10 menit setelahnya, dia turun ke lantai satu yang lebih tepat di sebut ruang makan. Meja panjang dan berderet kursi menjadi pemandangan pertama. Ya, hanya itu.

"Bi Um, masak apa?" tanyanya kepada asisten rumah tangga yang orang tuanya pekerjakan.

"Ya ampun Non. Kapan turunnya? tau-tau udah di dapur aja. Kaget Bibi, Non. Untung lagi nggak pegang pisau." Bi Um memang orangnya mudah terkejut, walaupun sebatas bunyi alarm burungnya.

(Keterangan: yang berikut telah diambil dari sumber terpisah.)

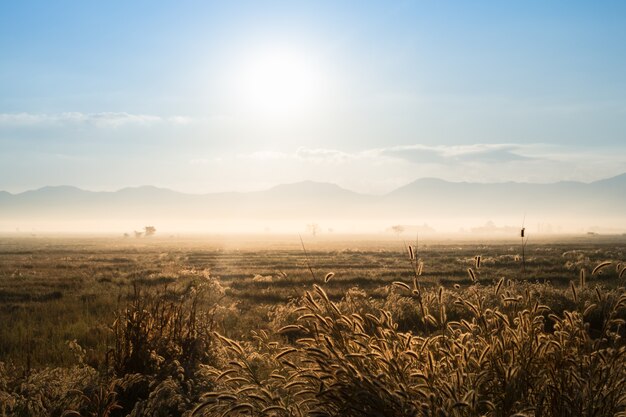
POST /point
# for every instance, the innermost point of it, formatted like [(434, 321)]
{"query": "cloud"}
[(479, 153), (100, 120), (413, 154)]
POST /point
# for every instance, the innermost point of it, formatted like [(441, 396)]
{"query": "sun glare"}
[(278, 82)]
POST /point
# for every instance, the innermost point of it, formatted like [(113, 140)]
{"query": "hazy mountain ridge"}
[(422, 199)]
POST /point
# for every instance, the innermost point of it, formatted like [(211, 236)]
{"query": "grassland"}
[(249, 327)]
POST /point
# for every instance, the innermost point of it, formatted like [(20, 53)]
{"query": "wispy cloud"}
[(100, 120), (479, 153), (414, 154)]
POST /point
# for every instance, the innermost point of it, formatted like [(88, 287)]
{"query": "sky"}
[(239, 96)]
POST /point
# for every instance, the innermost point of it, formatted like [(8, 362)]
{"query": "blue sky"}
[(214, 96)]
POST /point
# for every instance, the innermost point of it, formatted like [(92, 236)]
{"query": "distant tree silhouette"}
[(397, 229)]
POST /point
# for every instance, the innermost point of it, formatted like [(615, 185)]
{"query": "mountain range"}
[(597, 203)]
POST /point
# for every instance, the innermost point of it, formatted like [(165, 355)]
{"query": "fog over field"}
[(429, 206), (312, 208)]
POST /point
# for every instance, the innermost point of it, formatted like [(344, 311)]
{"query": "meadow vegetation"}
[(106, 328)]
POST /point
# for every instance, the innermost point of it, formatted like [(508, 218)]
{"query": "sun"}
[(279, 82)]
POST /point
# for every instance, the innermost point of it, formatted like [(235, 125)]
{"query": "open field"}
[(54, 291)]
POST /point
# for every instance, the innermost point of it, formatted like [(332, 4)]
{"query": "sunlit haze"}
[(221, 97)]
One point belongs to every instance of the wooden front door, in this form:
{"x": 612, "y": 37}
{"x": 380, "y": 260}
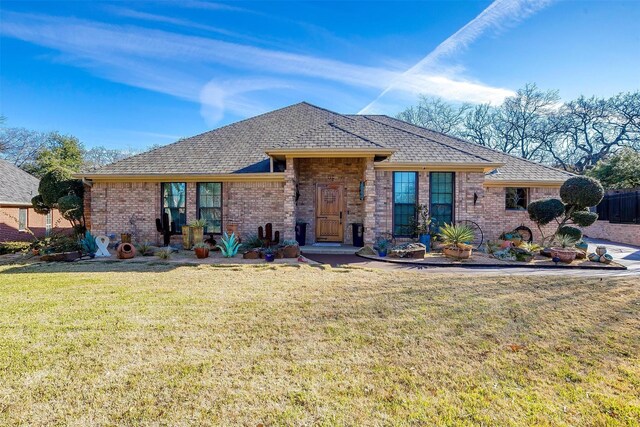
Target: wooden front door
{"x": 329, "y": 213}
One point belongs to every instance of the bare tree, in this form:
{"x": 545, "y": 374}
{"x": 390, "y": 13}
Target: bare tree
{"x": 21, "y": 146}
{"x": 436, "y": 114}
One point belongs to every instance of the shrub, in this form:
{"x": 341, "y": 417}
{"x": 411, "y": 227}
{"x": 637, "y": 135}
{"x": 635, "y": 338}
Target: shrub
{"x": 544, "y": 211}
{"x": 581, "y": 192}
{"x": 573, "y": 232}
{"x": 14, "y": 247}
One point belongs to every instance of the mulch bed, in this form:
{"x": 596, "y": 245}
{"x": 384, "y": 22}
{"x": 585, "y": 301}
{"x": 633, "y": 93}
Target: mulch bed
{"x": 481, "y": 259}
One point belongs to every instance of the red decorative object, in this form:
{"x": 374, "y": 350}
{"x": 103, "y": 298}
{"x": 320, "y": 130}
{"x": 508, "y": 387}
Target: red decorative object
{"x": 126, "y": 251}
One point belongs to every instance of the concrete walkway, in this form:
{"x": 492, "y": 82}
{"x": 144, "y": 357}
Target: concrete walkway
{"x": 626, "y": 255}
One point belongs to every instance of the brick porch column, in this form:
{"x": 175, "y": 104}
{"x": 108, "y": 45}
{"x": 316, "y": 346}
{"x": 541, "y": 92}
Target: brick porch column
{"x": 369, "y": 202}
{"x": 289, "y": 232}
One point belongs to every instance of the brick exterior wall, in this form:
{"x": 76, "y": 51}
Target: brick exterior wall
{"x": 252, "y": 204}
{"x": 348, "y": 171}
{"x": 35, "y": 222}
{"x": 622, "y": 233}
{"x": 248, "y": 204}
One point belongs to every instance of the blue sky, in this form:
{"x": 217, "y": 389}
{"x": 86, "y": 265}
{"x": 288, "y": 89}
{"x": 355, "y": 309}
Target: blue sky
{"x": 131, "y": 74}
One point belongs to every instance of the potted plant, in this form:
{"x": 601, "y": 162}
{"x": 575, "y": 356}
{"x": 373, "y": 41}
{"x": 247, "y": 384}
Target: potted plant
{"x": 290, "y": 249}
{"x": 201, "y": 249}
{"x": 564, "y": 249}
{"x": 269, "y": 254}
{"x": 229, "y": 245}
{"x": 456, "y": 240}
{"x": 382, "y": 246}
{"x": 422, "y": 226}
{"x": 197, "y": 230}
{"x": 88, "y": 244}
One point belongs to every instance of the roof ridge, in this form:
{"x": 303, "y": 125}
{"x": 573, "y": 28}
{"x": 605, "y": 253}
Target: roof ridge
{"x": 356, "y": 135}
{"x": 430, "y": 139}
{"x": 478, "y": 145}
{"x": 212, "y": 130}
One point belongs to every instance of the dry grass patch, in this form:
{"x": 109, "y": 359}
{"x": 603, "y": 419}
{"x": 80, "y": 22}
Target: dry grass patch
{"x": 296, "y": 345}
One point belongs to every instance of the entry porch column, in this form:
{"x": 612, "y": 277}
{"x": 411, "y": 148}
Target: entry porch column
{"x": 289, "y": 232}
{"x": 369, "y": 202}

Ruang makannya yang bersebelahan dengan dapur, mempermudah pemasak membawa makanan yang sudah jadi ke ruang makan.

"Bi Um masak rendang kesukaan Nona. Udah lama toh Nona nggak makan rendang buatan Bibi?" kata-kata Bi Um jelas berisi godaan untuk gadis bersurai hitam legam ini. Sambil alisnya yang naik turun beserta senyum tengil andalan Bi Um.

Jelas itu membuat gadis ini terkekeh. Bi Um itu suasana maker dan mood wrecker. Contohnya sekarang, mood buruk tentang kejadian semalam menguap hanya dengan banyolan kecil. Ibaratnya, Bi Um adalah warna kuning di kotak crayonnya. Dia sendiri adalah kotak crayon kosong sebelum bertemu dengan begitu banyak jenis crayon yang dalam hal ini di anggap sifat manusia.

"Iya deh iya. Aku tunggu di sebelah ya, Bi. Jangan lama-lama oke? oh iya, susu putih yang biasanya nggak lupa kan?"

Setelah memastikan Bi Um tak melupakan hal keramatnya di pagi hari, ia berjalan menuju tempat pertama kali ia lihat saat sampai di lantai 1. Ia mendudukkan dirinya di kursi ujung. Total 7 pasang kursi berhadapan di sebelah kanan dan kiri dan 1 pasang kursi di masing-masing ujung.